A generated configuration is a live control object created by a system rather than hand-built by a human operator. In identity and compliance tooling, that can include verification flows, monitoring rules, or policy logic that will enforce real outcomes once published.
Expanded Definition
Generated configuration refers to control logic, policy, or enforcement settings that are created by software rather than hand-authored by an operator. In NHI and identity governance, this can include verification flows, monitoring rules, conditional access logic, policy-as-code outputs, or agent guardrails that become operational once published. The distinction matters because a generated configuration is not merely a suggestion or draft. It is a live control object that can shape authentication, authorization, remediation, and escalation outcomes.
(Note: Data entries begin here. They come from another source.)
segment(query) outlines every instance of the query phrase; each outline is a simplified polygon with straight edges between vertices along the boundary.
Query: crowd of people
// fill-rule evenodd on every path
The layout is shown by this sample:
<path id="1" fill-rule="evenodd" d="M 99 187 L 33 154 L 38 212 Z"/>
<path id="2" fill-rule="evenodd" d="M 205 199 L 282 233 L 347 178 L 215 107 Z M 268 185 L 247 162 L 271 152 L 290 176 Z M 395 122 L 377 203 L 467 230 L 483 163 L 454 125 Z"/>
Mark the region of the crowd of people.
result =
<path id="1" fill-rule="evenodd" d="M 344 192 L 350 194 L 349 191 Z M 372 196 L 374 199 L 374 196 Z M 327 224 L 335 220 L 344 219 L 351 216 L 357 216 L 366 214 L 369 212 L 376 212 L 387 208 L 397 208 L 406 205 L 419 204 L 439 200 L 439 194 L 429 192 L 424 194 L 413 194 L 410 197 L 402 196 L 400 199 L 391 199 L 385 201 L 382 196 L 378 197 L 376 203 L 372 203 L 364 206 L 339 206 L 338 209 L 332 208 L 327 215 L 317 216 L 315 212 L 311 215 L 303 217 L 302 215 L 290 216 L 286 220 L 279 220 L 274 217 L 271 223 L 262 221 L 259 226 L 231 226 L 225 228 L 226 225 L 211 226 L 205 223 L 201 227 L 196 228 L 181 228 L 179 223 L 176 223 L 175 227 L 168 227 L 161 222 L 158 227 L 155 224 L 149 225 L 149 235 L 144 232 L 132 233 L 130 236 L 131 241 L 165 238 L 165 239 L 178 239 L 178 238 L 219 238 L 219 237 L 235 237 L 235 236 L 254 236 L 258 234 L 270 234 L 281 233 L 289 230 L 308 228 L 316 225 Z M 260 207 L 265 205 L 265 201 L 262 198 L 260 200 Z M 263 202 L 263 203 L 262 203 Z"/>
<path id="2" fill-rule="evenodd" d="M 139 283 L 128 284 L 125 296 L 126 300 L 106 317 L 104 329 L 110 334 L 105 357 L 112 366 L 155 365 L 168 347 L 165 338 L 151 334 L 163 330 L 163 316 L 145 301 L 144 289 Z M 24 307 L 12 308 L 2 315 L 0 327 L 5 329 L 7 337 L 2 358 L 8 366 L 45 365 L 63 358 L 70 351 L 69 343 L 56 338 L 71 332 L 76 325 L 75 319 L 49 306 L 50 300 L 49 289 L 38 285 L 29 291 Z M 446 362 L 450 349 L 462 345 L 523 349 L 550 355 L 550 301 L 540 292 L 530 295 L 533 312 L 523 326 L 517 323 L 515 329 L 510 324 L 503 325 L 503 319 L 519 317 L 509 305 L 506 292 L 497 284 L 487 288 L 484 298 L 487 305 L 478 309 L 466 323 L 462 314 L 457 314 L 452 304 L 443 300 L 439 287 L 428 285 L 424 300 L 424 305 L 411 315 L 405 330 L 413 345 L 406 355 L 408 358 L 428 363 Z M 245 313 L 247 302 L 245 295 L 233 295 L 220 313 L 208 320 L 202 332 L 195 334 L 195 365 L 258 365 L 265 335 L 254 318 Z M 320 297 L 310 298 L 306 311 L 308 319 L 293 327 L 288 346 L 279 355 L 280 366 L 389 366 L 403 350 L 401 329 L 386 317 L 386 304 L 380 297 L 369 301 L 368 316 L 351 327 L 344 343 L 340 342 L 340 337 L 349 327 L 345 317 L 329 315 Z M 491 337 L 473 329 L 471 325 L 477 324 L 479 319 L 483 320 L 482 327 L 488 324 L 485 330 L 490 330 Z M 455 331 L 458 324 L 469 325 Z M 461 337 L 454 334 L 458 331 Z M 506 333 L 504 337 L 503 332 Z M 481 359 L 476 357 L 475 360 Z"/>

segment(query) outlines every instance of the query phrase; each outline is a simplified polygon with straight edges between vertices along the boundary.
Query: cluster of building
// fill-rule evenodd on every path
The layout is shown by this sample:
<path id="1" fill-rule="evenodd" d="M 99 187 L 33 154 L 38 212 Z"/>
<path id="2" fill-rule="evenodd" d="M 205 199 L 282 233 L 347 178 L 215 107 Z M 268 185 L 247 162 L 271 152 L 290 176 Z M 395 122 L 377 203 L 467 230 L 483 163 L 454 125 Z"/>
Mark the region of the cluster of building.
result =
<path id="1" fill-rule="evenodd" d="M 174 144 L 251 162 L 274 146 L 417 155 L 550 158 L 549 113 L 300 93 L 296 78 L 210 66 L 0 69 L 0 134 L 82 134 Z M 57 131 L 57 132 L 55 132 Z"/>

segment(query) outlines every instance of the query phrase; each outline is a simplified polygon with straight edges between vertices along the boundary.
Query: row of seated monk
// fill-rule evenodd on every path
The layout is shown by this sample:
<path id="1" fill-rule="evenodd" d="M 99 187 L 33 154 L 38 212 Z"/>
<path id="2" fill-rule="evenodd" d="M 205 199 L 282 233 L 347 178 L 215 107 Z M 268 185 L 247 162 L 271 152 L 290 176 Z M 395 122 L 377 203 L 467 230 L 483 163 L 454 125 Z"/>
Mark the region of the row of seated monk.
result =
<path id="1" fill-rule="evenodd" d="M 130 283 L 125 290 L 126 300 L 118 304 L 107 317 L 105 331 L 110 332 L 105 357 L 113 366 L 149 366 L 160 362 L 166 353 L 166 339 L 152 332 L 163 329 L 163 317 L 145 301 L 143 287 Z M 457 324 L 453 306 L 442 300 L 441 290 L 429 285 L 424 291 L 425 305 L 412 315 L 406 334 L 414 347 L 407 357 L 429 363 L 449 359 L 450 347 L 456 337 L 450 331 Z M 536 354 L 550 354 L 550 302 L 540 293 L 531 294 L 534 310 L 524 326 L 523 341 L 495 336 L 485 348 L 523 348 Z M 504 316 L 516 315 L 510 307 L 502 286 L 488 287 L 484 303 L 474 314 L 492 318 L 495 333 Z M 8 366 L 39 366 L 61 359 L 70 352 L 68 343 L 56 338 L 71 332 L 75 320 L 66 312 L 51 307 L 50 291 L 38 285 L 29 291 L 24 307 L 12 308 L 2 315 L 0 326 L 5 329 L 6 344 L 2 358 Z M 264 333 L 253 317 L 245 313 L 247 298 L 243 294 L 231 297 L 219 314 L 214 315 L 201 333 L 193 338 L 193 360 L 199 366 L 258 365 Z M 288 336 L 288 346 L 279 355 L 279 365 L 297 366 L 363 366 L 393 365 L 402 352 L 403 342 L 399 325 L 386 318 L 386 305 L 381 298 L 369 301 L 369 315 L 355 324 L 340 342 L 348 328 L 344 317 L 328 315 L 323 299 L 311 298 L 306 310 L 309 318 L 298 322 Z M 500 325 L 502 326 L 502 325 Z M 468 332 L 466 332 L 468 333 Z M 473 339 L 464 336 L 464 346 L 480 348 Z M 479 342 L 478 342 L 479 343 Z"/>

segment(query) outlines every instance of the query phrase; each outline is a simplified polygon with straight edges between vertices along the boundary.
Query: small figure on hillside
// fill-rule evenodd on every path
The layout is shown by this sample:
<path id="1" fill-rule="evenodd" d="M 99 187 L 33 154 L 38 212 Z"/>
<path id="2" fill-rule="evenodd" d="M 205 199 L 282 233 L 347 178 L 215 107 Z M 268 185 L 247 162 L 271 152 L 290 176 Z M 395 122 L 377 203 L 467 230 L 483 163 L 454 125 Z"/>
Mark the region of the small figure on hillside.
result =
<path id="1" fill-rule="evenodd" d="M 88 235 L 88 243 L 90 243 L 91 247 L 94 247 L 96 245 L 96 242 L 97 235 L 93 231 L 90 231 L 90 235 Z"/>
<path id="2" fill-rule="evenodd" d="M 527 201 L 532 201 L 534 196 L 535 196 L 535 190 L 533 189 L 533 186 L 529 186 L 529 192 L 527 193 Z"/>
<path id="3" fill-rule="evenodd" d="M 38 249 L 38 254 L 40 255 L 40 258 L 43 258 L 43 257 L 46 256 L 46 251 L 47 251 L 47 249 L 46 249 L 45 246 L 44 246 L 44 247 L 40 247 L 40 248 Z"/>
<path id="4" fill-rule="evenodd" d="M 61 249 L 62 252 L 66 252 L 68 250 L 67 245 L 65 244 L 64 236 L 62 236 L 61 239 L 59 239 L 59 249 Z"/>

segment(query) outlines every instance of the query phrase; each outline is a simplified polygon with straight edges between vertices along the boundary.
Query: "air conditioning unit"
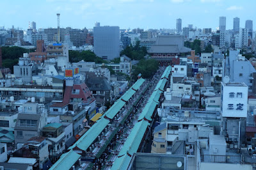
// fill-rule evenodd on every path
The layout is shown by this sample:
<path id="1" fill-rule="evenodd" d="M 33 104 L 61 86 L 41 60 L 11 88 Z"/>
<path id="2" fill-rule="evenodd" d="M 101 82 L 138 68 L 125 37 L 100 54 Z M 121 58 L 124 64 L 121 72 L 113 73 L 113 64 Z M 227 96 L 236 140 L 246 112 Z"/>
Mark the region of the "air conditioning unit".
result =
<path id="1" fill-rule="evenodd" d="M 38 151 L 31 151 L 31 153 L 33 153 L 33 154 L 38 154 Z"/>

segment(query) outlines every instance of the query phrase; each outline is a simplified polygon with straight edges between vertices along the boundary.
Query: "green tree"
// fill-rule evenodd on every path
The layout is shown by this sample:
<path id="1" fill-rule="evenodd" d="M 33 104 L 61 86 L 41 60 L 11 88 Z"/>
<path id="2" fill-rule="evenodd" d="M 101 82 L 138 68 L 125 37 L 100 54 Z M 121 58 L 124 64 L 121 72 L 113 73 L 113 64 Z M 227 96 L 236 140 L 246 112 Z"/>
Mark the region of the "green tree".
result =
<path id="1" fill-rule="evenodd" d="M 137 41 L 134 47 L 131 44 L 121 52 L 120 55 L 125 55 L 131 59 L 140 60 L 147 54 L 146 47 L 140 47 L 140 41 Z"/>
<path id="2" fill-rule="evenodd" d="M 188 48 L 191 48 L 191 43 L 189 41 L 184 42 L 184 46 Z"/>
<path id="3" fill-rule="evenodd" d="M 79 52 L 76 50 L 68 51 L 69 60 L 71 63 L 79 62 L 84 60 L 86 62 L 95 62 L 95 63 L 107 63 L 108 61 L 101 58 L 97 57 L 91 50 L 83 50 Z"/>
<path id="4" fill-rule="evenodd" d="M 9 68 L 13 71 L 13 66 L 18 63 L 19 59 L 23 56 L 23 53 L 34 52 L 35 50 L 35 49 L 29 50 L 17 46 L 2 47 L 3 66 Z"/>
<path id="5" fill-rule="evenodd" d="M 110 62 L 112 62 L 113 63 L 120 63 L 120 58 L 115 58 L 111 61 L 110 61 Z"/>
<path id="6" fill-rule="evenodd" d="M 158 61 L 154 59 L 141 59 L 139 63 L 134 66 L 132 78 L 135 81 L 139 73 L 141 73 L 141 77 L 143 78 L 150 78 L 156 72 L 158 66 Z"/>
<path id="7" fill-rule="evenodd" d="M 213 49 L 212 47 L 212 45 L 209 43 L 207 45 L 206 45 L 205 49 L 204 49 L 204 52 L 213 52 Z"/>

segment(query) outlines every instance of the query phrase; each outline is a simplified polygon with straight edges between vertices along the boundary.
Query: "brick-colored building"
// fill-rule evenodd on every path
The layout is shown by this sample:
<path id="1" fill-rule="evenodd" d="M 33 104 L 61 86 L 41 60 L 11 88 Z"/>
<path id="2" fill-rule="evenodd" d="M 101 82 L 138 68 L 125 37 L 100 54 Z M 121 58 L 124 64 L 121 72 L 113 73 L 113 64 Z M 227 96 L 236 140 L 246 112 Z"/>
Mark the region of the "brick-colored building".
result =
<path id="1" fill-rule="evenodd" d="M 37 40 L 36 52 L 29 52 L 29 56 L 31 61 L 37 64 L 41 64 L 47 59 L 47 53 L 45 52 L 44 41 Z"/>

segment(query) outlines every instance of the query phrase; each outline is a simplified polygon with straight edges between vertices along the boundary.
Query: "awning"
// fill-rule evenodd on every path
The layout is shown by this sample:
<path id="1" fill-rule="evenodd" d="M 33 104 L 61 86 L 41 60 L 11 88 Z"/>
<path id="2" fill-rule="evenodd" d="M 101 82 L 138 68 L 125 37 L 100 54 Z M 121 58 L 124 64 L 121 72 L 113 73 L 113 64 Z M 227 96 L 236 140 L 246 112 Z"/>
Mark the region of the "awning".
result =
<path id="1" fill-rule="evenodd" d="M 174 141 L 177 137 L 179 137 L 177 135 L 167 135 L 167 141 Z"/>
<path id="2" fill-rule="evenodd" d="M 76 138 L 74 136 L 72 136 L 67 142 L 66 142 L 66 146 L 67 148 L 68 148 L 69 146 L 72 145 L 76 142 Z"/>
<path id="3" fill-rule="evenodd" d="M 94 115 L 93 117 L 92 118 L 91 120 L 93 121 L 97 121 L 97 120 L 99 120 L 99 118 L 101 116 L 102 116 L 102 114 L 100 114 L 100 113 L 99 113 L 99 112 L 98 112 L 98 113 L 97 113 L 95 115 Z"/>

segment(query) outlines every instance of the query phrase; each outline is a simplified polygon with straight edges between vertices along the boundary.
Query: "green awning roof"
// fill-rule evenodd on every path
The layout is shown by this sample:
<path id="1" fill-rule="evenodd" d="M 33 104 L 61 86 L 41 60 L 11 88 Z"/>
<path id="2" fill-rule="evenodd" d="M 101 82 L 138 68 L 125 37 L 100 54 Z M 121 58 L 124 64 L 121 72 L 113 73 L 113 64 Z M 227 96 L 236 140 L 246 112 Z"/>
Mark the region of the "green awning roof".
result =
<path id="1" fill-rule="evenodd" d="M 80 150 L 86 150 L 109 123 L 109 120 L 104 118 L 99 120 L 76 143 L 69 147 L 68 150 L 77 146 Z"/>
<path id="2" fill-rule="evenodd" d="M 135 124 L 111 169 L 127 169 L 132 158 L 127 153 L 132 156 L 137 151 L 148 125 L 148 122 L 143 120 Z"/>
<path id="3" fill-rule="evenodd" d="M 70 150 L 63 153 L 60 159 L 50 168 L 51 170 L 69 169 L 77 161 L 81 155 L 74 151 Z"/>
<path id="4" fill-rule="evenodd" d="M 124 107 L 125 102 L 119 98 L 118 100 L 115 102 L 115 104 L 110 107 L 103 115 L 106 116 L 109 119 L 112 120 L 115 116 L 119 112 L 119 111 Z"/>
<path id="5" fill-rule="evenodd" d="M 140 78 L 132 85 L 132 88 L 138 90 L 144 82 L 145 79 Z"/>

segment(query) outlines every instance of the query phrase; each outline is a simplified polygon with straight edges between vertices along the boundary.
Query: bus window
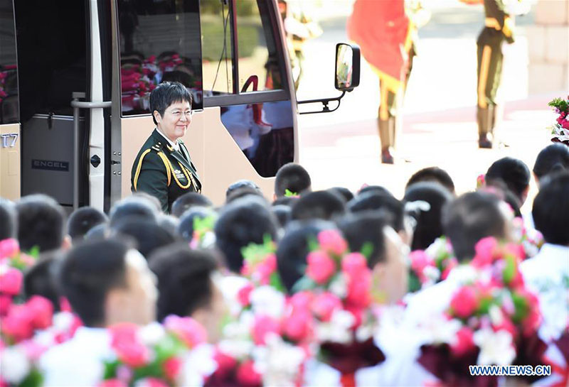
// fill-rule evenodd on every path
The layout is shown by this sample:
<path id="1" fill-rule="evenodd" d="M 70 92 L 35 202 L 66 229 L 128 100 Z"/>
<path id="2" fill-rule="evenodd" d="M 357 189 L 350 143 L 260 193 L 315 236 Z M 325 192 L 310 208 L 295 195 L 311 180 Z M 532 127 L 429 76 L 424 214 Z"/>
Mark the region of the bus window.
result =
<path id="1" fill-rule="evenodd" d="M 178 81 L 203 108 L 200 18 L 195 0 L 119 0 L 122 112 L 150 113 L 150 92 Z"/>
<path id="2" fill-rule="evenodd" d="M 268 4 L 262 0 L 237 1 L 239 89 L 241 92 L 282 88 Z"/>
<path id="3" fill-rule="evenodd" d="M 201 0 L 200 10 L 203 92 L 206 97 L 233 94 L 229 6 L 219 0 Z"/>
<path id="4" fill-rule="evenodd" d="M 12 0 L 0 0 L 0 125 L 19 120 Z"/>

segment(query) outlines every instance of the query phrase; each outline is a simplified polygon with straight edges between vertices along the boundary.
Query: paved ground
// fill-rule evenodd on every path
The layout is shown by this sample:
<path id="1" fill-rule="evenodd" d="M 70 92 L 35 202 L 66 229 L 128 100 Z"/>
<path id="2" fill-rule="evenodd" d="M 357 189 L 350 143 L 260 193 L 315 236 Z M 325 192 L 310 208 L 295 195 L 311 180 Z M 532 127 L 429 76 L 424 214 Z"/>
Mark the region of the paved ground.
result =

Definitions vary across vendors, but the practical boundary is simple: if the system emits the configuration and another system executes it, the generated object must be treated as production-grade control surface. That makes provenance, review, and rollback critical. For broader control context, the NIST Cybersecurity Framework 2.0 is useful for mapping generated controls into governance and protection outcomes. In NHI programs, this is especially important when the generated object governs service account access, secret handling, or autonomous agent permissions. The most common misapplication is assuming generated configuration is low risk because it was machine-produced, which occurs when teams skip change control after policy generation.
Examples and Use Cases
Implementing generated configuration rigorously often introduces a review and provenance burden, requiring organisations to weigh automation speed against the risk of publishing an unsafe control.
- An identity platform generates a detection rule that flags an API key used from a new geography, then pushes that rule into monitoring without manual rewriting.
- An agentic workflow emits a least-privilege policy for a service account, and the policy is deployed after approval rather than rebuilt from scratch.
- A compliance engine creates a verification sequence for onboarding a third-party NHI, including ownership checks and secret rotation requirements.
- A security team uses generated configuration to produce response playbooks for expired certificates tied to production NHIs, reducing response time during outages.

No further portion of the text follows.